Plusieurs passagers que j’y trouvai, ayant su, à la table commune, que je voyageais pour mon plaisir (car ce fut là ma réponse à leurs questions), m’offrirent de m’accompagner dans les différents endroits où la curiosité pourrait m’attirer ; je les refusai tous, sans exception, dans la crainte de prendre avec eux des engagements que, sans goût ni penchant, mais seulement par habitude, j’aurais peut-être eu la faiblesse de tenir ; la meilleure raison que je puisse donner de mes refus, c’est que j’avais jeté mes vues sur un sujet intéressant dont je voulais faire mon profit.

Le fils de la maison où j’étais logée était un enfant de quinze ans, grand pour son âge, et beau comme un ange.

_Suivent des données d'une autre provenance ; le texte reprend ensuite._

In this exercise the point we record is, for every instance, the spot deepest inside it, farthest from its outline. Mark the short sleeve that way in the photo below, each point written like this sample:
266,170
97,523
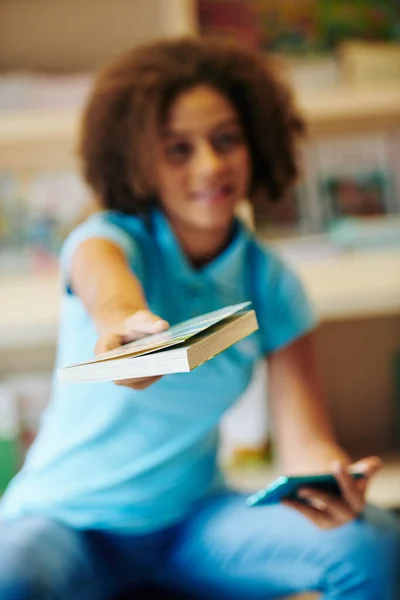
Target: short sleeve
283,309
97,226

Dès que je le vis, je crus trouver dans ses traits une ressemblance parfaite avec ceux de mon malheureux Georges. Cette conformité me fit naître des idées voluptueuses que je brûlai de satisfaire ; c’était un bonheur pour moi de ressaisir l’image de l’amant adoré, qui m’avait été ravi d’une manière si cruelle ; et je me sentais disposée à tout sacrifier, à tout mettre en usage, pour rendre à mon imagination, séduite par cet aimable prestige, les jouissances enlevées au cœur le plus passionné.